- Born: September 14, 1921
- Died: May 22, 2018 (aged 96)

= Lu Chunling =

Lu Chunling (Lu Ch'un-ling (陆春龄, 陸春齡, Lù Chūnlíng); 14 September 1921 – 22 May 2018) was a Chinese dizi player and music educator.

Lu learnt how to play pipa and dizi from a neighbour, who was an amateur musician, in his childhood. He left school at about 15, and worked a taxi driver then a trishaw driver. Meantime, he was still learning from the local noted sizhu players. He continued his car driver job after 1949, for the PLA. He was well known for his artistry as a dizi soloist in the Shanghai Folk Ensemble (then Shanghai Traditional Orchestra) since 1952. He began to teach at the Shanghai Conservatory of Music in 1957, and became Associate Professor in 1978.

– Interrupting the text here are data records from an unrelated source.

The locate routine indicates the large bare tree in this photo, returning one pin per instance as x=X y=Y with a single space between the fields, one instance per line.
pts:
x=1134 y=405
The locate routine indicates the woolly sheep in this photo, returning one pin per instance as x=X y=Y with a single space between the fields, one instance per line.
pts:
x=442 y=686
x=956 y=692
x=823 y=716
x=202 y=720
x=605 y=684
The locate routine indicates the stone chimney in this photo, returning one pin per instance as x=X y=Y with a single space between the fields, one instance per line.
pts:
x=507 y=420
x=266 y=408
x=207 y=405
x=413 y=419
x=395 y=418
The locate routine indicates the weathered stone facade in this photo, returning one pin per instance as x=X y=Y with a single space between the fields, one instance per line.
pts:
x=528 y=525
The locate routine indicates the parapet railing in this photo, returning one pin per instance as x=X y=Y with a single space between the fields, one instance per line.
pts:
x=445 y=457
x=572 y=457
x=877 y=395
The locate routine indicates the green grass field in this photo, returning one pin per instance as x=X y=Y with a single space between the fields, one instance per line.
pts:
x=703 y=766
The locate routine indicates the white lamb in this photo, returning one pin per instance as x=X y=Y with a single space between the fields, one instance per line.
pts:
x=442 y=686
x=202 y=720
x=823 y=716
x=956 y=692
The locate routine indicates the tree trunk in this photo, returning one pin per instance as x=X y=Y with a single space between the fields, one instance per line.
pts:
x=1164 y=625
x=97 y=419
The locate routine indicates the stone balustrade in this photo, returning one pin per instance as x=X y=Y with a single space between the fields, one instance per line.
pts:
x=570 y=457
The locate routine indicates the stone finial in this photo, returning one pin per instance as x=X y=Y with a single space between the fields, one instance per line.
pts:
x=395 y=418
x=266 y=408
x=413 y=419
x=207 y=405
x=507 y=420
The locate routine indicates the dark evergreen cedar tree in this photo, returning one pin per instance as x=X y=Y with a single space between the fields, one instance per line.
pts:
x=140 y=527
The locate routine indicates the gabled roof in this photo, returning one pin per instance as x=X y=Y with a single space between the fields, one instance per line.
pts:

Lu was considered as a leading exponent of southern Chinese dizi (qudi) music, after 1949. Along with Ma Shenglong, Zhou Hao and Zhou Hui, they formed a Jiangnan sizhu music quartet, which was influential among contemporary Chinese music. His compositions include Jinxi (今昔, Today and Yesterday) and Jiangnanchun (江南春, South Yangtze In The Spring Time). The animated short film The Cowboy's Flute which published in 1963, is soundtracked by him.